1942 Odayil Ninnu (Out of the Gutter: Kesava Dev)
1944 Balyakala Sakhi (Childhoold friend: Basheer)
1946 Nati (Actress : Dev)
1947 Nati (Actress : Dev)
1947 Sabdangal (Voices: Basheer),Thottiyude Makan (Scavenger's Son: Thakazhy)
1948 Vishakanyaka (Poison Maid: Pottekkat)
1949 Randidangazhi ( Two Measures: Thakazhi),Bhrantalayam (Mad House: Dev)
1950 Arkuvendi (For Whose Sake: Dev)
1951 Ntuppuppakkoranendarnnu (My Grandpa had an Elephant:Basheer)
1955 Ummachu (Kuttykrishnan)
1956 Chemmeen (Prawns: Thakazhi)
1957 Pathummayude Adu (Pattumma's Goat: Basheer)
1958 Sundarikalum Sundaranmarum ( Women and Men of Charm: Kuttikrishnan)

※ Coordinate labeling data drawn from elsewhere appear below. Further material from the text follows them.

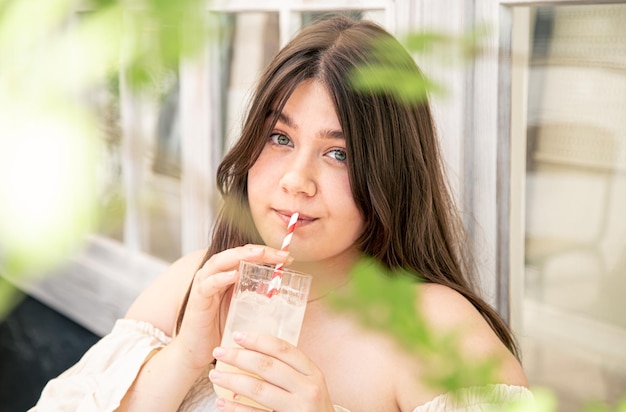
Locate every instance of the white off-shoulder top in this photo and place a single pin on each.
(101, 378)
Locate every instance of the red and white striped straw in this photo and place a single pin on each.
(274, 286)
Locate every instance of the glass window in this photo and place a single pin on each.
(575, 233)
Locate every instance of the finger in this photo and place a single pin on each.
(276, 348)
(246, 386)
(267, 367)
(231, 406)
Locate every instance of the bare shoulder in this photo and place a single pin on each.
(449, 312)
(159, 303)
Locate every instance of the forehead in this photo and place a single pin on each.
(310, 103)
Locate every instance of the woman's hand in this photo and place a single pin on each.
(200, 330)
(291, 381)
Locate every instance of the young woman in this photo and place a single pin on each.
(364, 171)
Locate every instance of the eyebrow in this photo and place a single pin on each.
(331, 133)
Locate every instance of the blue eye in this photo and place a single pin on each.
(338, 154)
(280, 139)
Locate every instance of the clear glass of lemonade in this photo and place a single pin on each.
(252, 309)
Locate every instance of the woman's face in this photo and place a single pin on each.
(303, 168)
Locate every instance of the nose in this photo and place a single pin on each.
(299, 179)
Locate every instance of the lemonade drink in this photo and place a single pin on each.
(252, 310)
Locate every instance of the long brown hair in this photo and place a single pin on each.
(395, 167)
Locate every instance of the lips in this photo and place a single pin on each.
(286, 215)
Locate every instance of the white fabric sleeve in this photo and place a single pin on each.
(101, 378)
(479, 399)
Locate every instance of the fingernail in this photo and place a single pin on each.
(214, 375)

          It is clear from the above list that most of the time the same people wrote short stories and novels. Thus the early modern novel is no more than an extended short story: if the novelist does not appear on the stage and add his own comments and explanations, the novel would be still shorter. Thakazhi's early work Patita Pankajam (Fallen Lotus), Dev's Odayil Ninnu, Pottekkat's Nadan Premam (Country Love) and Basheer's Balyakala Sakhi are novels of this kind. Dev's Nati and Pottekkat;s Vishakanyaka have graduated into what may be called the novel proper. Thus the modern novel in Malayalam is mostly a post-war-phenomenon. What is important here is that aspects of life which had never entered into literature before with sufficient force or depth, swept into it now, through these novels. The novel as a genre in the hands of these writers is purely a western transplantation; none of them has tried to evolve an indigenous form of prose naration. The influence of Chekhov, Maupssant, Gorky, Hugo, Tolstoy, Steinbeck, Knut Hamsun and perhaps Dostoievsky; the list can be lengthened. But it must however be granted that these novelists widened the range of our readers' interests and thus provided a much needed education in literary sensibility. Pappu, Chanthan, Koran, Ummachu, Karuthamma, Majid, Suhra, Ouseph: they were all granted entry into the temple of Saraswathi. The Pariah and the Nambudiri jostled shoulders in claiming the compassion and consideration of the reading public. And what is more, the novel was no more a mere means of entertainment, a decoration or an outgrowth. It was like life itself, was life itself as created by the artist's vision. In the fifties the novel became the most productive literary form; but sceptics continued to feel there was not yet any one to chllange Chandu Menon nor any novel yet to stand comparison with Ramaraja Bahadur.